- Education: University of New South Wales
- Scientific career
- Thesis: The origin of the penultimate unit effect in free-radical copolymerisation (1999)

= Michelle Coote =

Australian polymer chemist

Michelle Louise Coote FRSC FAA is an Australian polymer chemist. She has published extensively in the fields of polymer chemistry, radical chemistry and computational quantum chemistry. She is an Australian Research Council (ARC) Future Fellow, Fellow of the Royal Society of Chemistry (FRSC) and Fellow of the Australian Academy of Science (FAA).

Coote is a professor of chemistry in the Australian National University (ANU) College of Physical and Mathematical Sciences. She is a member of the ARC Centre of Excellence for Electromaterials Science and past chief investigator in the ARC Centre of Excellence for Free-Radical Chemistry and Biotechnology.

== Education and early career ==
Coote completed a B.Sc. (Hons) in Industrial Chemistry at the University of New South Wales in 1995. During her degree she spent 15 months working in the chemical industry, "but it made me realise that my real interest was in a career in pure chemical research. So, I went back to university and ended up graduating in 1995 with the university medal." Graduating in 2000 with a PhD in Polymer Chemistry from UNSW, Coote took out major awards including the Cornforth Medal from the Royal Australian Chemical Institute (RACI) and the prize for young scientists from the International Union of Pure and Applied Chemistry (IUPAC) for her PhD thesis 'The origin of the penultimate unit effect in free-radical copolymerisation'.

Coote left Australia for the UK in September 1999 to take up a Post Doctoral Research Role in polymer physics focusing on neutron reflectivity within the Polymer Interdisciplinary Research Centre at the University of Durham.

== Academic career in Australia ==
Coote returned to Australia in 2001 and joined the Research School of Chemistry, Australian National University as a postdoctoral fellow with Leo Radom. It was during this time that she began to build a reputation in computational chemistry, and she established an independent research group on the computer-aided chemical design at ANU in 2004.

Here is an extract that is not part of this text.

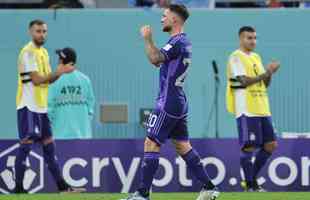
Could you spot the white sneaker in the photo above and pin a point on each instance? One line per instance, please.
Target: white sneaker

Awarded an ARC Future Fellowship in 2010, Coote focused on a computer-guided experimental approach to understand and control the stereochemistry of free-radical polymerisation. Since then, Coote has received a number of grants from the Australian Research Council, including the Georgina Sweet Australian Laureate Fellowship in 2017. Today, her research interests span several broad areas of fundamental and applied chemistry: stereocontrol in free-radical polymerisation, polymer degradation and stabilisation, radical stability and, most recently, electric field effects on chemical reactivity.

Coote became the first female Professor of Chemistry at ANU in 2011.

== Awards, prizes and recognition ==
Coote received numerous awards, including the Rennie Memorial Medal (2006), David Sangster Polymer Science and Technology Achievement Award (2011) and H.G. Smith medal (2016) from the Royal Australian Chemical Institute, the Le Fevre Memorial Prize of the Australian Academy of Science (2010) and the Pople Medal of the Asia-Pacific Association for Theoretical and Computational Chemistry (2015). She was also named the 2019 Schleyer lecturer, becoming the first female and the second Australian since the series beginning in 2001.

Coote was elected a Fellow of the Royal Society of Chemistry in March 2013. She was elected a Fellow of the Australian Academy of Science in 2014 for developing and applying accurate computational chemistry for modelling radical polymerization processes. Coote gave her New Fellows' Presentation in July 2014.

Coote was recognised by ANU in 2012 as part of their International Women's day celebrations for her achievements as a role model as the first female professor of chemistry at ANU and for inspiring, mentoring and motivating female undergraduate and postgraduate students in the sciences.

In December 2016, Coote was appointed as the first Australian Associate Editor of the premier Chemistry journal, the Journal of the American Chemical Society.